What’s most important in the game is the user. You want the user to have fun! You don’t want him (or her) to feel like the computer is cheating, or that the game units aren’t behaving properly.
If the pathfinding doesn’t work well, the user will end up moving the units manually. Avoid this! In Civilization, the rules for the game allowed for zero-cost movement along railroads. However, the pathfinder had a non-zero movement cost. The result was that users avoided using the pathfinder, and instead moved units manually on the railroads. In Command and Conquer, units could get stuck in “U” shaped traps so users would have to guide the units manually. A dumb pathfinder will annoy your users and make them move units themselves, so make your pathfinder decent!

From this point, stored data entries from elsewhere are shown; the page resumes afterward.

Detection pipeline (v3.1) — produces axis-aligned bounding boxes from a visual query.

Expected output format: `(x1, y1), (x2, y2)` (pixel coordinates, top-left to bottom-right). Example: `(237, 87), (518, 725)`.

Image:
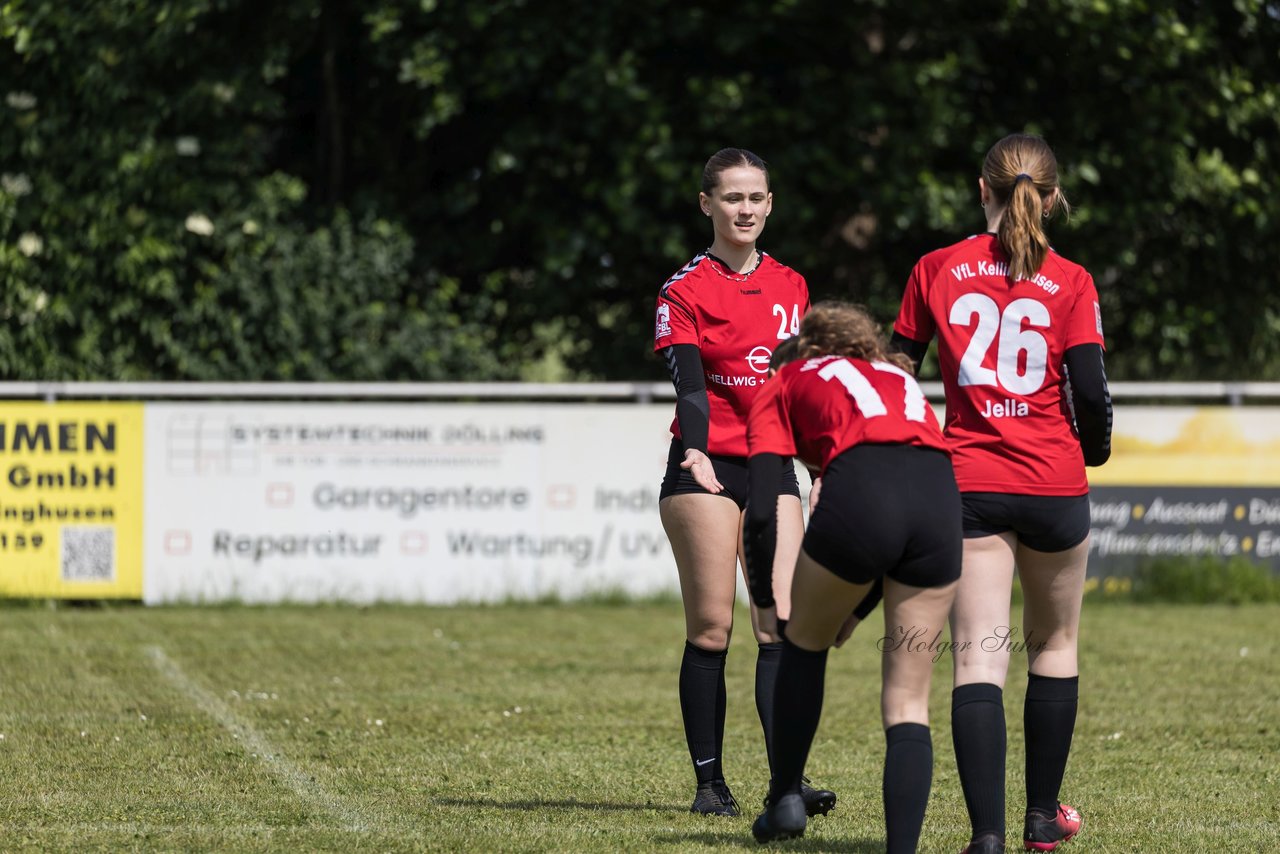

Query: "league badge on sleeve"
(656, 304), (672, 340)
(1094, 301), (1103, 336)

Making units too smart is almost as bad as making units too dumb. If the player has to deal with fog of war but the pathfinder has access to the entire map, the units will mysteriously know where to go even though the user does not. That’s a clear sign to the user that something odd is going on. On the other hand, it gives better paths. A compromise is to scale up the movement costs on unexplored areas. For example, if your normal movement costs are 1 for grass, 3 for forest, and 7 for mountains, set them differently on unexplored areas: 5 for grass, 6 for forest, 7 for mountains. The unit will take mountains vs. grass into account, but not too much; it’ll be a subtle hint. Raising costs for moving through unexplored areas will also tend to make the unit stay in explored territory as much as possible. You might want to do the opposite for “scout” units: they should prefer unexplored areas.

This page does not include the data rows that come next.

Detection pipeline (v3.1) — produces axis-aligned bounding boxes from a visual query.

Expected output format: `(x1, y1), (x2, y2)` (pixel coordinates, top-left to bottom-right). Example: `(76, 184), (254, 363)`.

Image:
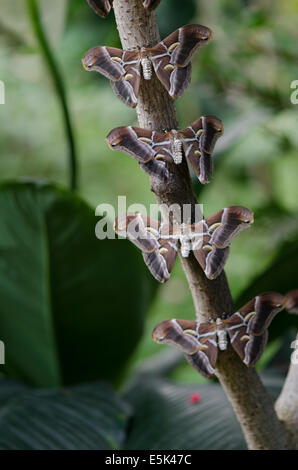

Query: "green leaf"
(236, 234), (298, 341)
(123, 373), (283, 450)
(0, 181), (154, 387)
(124, 377), (246, 450)
(0, 379), (130, 450)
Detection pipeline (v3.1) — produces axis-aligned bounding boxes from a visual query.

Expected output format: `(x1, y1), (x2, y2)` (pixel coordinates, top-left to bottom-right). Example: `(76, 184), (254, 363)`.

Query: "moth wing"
(139, 160), (169, 179)
(86, 0), (112, 17)
(178, 126), (203, 181)
(82, 47), (140, 108)
(106, 126), (156, 163)
(152, 319), (200, 354)
(183, 321), (217, 378)
(194, 243), (230, 280)
(226, 312), (268, 367)
(106, 127), (169, 178)
(152, 57), (192, 99)
(149, 26), (210, 98)
(142, 131), (173, 164)
(243, 332), (268, 367)
(209, 206), (254, 249)
(285, 289), (298, 314)
(143, 0), (161, 9)
(114, 213), (159, 253)
(160, 24), (213, 68)
(110, 75), (140, 108)
(186, 116), (223, 184)
(143, 239), (178, 283)
(184, 351), (216, 378)
(83, 46), (124, 80)
(243, 292), (286, 336)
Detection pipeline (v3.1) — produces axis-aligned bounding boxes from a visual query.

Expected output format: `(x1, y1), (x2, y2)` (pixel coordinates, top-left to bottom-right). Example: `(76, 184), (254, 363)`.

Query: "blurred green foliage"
(0, 0), (298, 450)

Try to keep your units balanced between too dumb and too smart. The goal should be to make it match what the user might have done to move the unit around.
You can use multithreading to improve the user experience. When a unit needs a path, allow it to start moving in a straight line towards the goal, and add a request to a pathfinding queue. In another (low priority) thread, pull requests off the queue and find paths. Your units will start moving immediately, so the user won’t be left wondering if something is wrong, and you won’t have a high CPU load (which will slow down the rest of the game) while the path is being calculated.
If your game allows multiple units in a group to move together, try to make the movement look interesting. You can find a single path for them all to follow, and then have them all follow the path individually, but this will lead to either a line of units or units trying to pass each other. Instead, vary the paths a little so that they can walk in parallel. Alternatively, pick one “leader” unit to move along the path and have the other units use a separately programmed “follow” behavior. This following could be as simple as moving towards the leader but stay some distance away, or it could be as involved as flocking.
Even given the optimal path, the player may prefer a different path. You may allow the player to mark waypoints on the path: instead of simply clicking on a destination, the player would click on two or three points along the way to the destination. (Many real-time strategy games use shift-click for this operation.) You now have three or four smaller paths to compute, and you save some time. The player also has some control over the overall path—for example, your pathfinder may have found a path to the west of some mountains, but for safety’s sake, the player wants to stay to the east of the mountains (near friendly guard towers).
The main change in unit movement code will be that instead of a single destination, you will have a list of destinations. Find a path to the first destination. Once you get there, remove it from the list and find a path to the next destination. This reduces latency and improves throughput as well.